6. Prompt token limits silently mess with GPT responses in scripts

Spent a late night building a CLI tool that takes user input from a markdown task list and feeds it to GPT-4 via the OpenAI API. Worked beautifully with short tasks. But once I dumped in a .md file over 1000 words, completions started… vanishing halfway. Like cut off mid-sentence or missing headers entirely.

I expected a 4K limit on input, but I was nowhere near it. Even so, the final prompt (plus embedded instructions) hit around 3900 tokens. GPT4 counts everything—even line breaks and whitespace—as contributing tokens. And JSON wrappers from template functions sometimes double the count.

This came up in a dev thread where someone shared this snippet:

"prompt": "\nTITLE: Tasks\nCONTENT: " + md_text + "\nINSTRUCTIONS:\nSummarize as daily plan."

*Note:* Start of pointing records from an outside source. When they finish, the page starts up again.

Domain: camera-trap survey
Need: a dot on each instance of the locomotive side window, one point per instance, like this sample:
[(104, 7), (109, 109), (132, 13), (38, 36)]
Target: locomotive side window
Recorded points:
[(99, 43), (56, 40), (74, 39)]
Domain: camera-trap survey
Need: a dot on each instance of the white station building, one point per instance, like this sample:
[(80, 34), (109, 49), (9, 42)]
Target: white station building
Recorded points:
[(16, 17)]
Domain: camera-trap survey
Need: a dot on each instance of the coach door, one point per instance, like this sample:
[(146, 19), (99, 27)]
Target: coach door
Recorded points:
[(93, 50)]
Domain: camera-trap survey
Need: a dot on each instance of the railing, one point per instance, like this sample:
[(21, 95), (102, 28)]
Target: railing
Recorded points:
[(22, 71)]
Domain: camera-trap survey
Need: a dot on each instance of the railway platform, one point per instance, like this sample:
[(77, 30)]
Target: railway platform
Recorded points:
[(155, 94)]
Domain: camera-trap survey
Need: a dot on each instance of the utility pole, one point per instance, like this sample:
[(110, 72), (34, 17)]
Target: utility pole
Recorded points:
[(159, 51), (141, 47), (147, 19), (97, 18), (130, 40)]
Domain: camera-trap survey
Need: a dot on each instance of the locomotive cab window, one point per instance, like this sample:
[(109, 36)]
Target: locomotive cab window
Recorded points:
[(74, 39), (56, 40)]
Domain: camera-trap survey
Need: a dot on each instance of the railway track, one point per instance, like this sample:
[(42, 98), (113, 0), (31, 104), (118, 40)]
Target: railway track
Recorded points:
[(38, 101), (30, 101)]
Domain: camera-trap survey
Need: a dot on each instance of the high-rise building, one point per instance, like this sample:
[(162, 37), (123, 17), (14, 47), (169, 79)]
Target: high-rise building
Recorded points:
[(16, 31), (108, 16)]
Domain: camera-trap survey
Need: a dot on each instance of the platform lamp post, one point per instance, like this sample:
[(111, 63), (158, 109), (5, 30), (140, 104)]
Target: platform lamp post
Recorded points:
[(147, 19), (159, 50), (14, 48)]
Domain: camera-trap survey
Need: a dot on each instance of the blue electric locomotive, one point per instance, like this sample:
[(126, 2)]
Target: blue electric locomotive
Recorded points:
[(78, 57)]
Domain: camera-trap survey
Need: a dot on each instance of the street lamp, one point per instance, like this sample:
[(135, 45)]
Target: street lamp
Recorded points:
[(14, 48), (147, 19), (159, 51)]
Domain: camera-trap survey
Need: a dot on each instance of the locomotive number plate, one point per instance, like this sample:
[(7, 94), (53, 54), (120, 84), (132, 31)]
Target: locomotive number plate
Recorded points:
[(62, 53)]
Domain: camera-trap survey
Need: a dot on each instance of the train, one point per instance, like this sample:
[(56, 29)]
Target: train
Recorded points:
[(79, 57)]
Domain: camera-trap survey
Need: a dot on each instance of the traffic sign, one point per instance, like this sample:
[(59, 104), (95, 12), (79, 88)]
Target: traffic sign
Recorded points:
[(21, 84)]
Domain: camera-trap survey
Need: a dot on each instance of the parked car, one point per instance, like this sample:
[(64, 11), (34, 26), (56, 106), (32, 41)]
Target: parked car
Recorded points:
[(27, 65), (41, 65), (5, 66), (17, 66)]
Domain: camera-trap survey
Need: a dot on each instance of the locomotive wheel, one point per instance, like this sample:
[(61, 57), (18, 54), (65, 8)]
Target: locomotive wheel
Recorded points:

The newline characters seemed innocent. But in token terms, that added extra weight. The aha moment: replacing multi-line system prompt blocks with templated single-line JSON aided compression. Also switched from GPT-4 to GPT-3.5 for long docs—it handled overflow truncation better. Not better quality, just… fails more gracefully.

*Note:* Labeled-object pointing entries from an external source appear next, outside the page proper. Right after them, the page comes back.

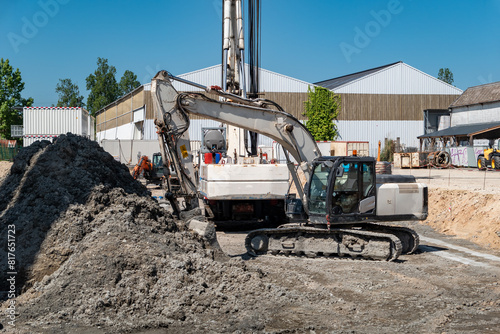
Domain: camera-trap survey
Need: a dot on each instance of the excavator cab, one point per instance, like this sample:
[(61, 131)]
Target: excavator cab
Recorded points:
[(342, 189)]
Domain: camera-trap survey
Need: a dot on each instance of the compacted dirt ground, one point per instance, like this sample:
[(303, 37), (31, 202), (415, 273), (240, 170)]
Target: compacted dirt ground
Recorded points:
[(96, 254)]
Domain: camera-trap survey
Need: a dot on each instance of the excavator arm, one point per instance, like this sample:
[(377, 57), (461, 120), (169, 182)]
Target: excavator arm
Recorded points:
[(172, 121)]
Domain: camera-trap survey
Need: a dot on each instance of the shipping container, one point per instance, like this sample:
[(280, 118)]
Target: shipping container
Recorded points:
[(344, 148), (46, 123)]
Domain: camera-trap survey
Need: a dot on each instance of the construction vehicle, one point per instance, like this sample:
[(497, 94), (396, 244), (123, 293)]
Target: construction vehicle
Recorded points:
[(151, 170), (336, 212), (489, 158), (246, 191)]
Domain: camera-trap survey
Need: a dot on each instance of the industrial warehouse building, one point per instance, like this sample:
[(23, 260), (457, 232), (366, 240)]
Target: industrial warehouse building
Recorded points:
[(383, 102), (388, 102), (471, 125)]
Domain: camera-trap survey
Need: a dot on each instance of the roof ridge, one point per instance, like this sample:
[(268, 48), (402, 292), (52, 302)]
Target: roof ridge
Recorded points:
[(360, 72)]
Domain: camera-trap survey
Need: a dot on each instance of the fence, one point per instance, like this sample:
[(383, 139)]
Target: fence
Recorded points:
[(8, 153)]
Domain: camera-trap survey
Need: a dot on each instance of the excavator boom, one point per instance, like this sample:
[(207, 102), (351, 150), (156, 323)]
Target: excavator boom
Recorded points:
[(342, 199)]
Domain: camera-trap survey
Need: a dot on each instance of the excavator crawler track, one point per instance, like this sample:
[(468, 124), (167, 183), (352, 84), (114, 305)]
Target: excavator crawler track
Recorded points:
[(313, 242), (408, 237)]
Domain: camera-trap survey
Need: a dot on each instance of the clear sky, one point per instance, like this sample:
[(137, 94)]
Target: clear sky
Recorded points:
[(311, 40)]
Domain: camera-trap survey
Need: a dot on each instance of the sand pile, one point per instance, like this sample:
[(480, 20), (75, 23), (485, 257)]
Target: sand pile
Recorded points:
[(93, 248)]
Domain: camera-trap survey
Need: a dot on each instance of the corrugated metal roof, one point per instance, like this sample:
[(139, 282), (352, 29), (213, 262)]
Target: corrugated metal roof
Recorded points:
[(340, 81), (479, 131), (396, 78), (479, 94)]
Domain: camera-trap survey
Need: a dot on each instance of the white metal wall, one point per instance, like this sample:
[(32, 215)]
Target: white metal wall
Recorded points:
[(482, 113), (373, 131), (41, 123), (399, 79)]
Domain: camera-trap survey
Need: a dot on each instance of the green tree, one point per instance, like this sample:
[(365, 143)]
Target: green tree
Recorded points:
[(445, 75), (11, 86), (102, 86), (322, 109), (69, 94), (128, 82)]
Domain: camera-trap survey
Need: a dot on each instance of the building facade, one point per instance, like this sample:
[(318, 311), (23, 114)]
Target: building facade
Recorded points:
[(388, 102), (383, 102)]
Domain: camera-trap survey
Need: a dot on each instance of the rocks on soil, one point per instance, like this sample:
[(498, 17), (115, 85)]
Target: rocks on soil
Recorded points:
[(94, 249)]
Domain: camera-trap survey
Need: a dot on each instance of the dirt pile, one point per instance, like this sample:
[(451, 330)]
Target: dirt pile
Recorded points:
[(470, 215), (93, 248)]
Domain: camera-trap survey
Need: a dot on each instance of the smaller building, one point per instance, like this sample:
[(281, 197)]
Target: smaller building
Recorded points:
[(474, 125), (46, 123)]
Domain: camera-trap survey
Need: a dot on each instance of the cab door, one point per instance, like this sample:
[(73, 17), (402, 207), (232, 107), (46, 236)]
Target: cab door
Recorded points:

Still trying to patch in a token estimator before each prompt send, but haven’t gotten it accurate enough to avoid ~20 percent variance in practice.

7. Reused prompt templates introduce silent bias over time when function calling

This happened in a project using OpenAI’s function calling to extract structured data from user support messages. Initially had a fixed prompt: “Extract name, plan tier, and platform if available.” It worked on ~80 test samples. Then accuracy started dipping across specific fields—especially when messages weren’t in English.

What changed? The assistant “learned” that most people used English and started defaulting parsed fields to assumed meanings. Ex: translating “Planeta” from Portuguese to “basic”—which was wrong. But this was a system function, not chat memory. The hidden state was buried inside the fine-tuned temperature behavior + prompt order over time.

Resolved it by testing reordered metadata placement. Putting “Do not assume meaning without explicit match” before the field list fixed most of the bias. It’s subtle. But large language models literally care about the order of intent. Putting qualifying instructions at the end of a prompt block? Might as well be invisible.

Eventually built a dynamic prompt generator that randomizes example order every few calls. That injected just enough entropy to stop the bias pattern from cementing. Not stable, but better than a hardcoded block that slowly drifts over time.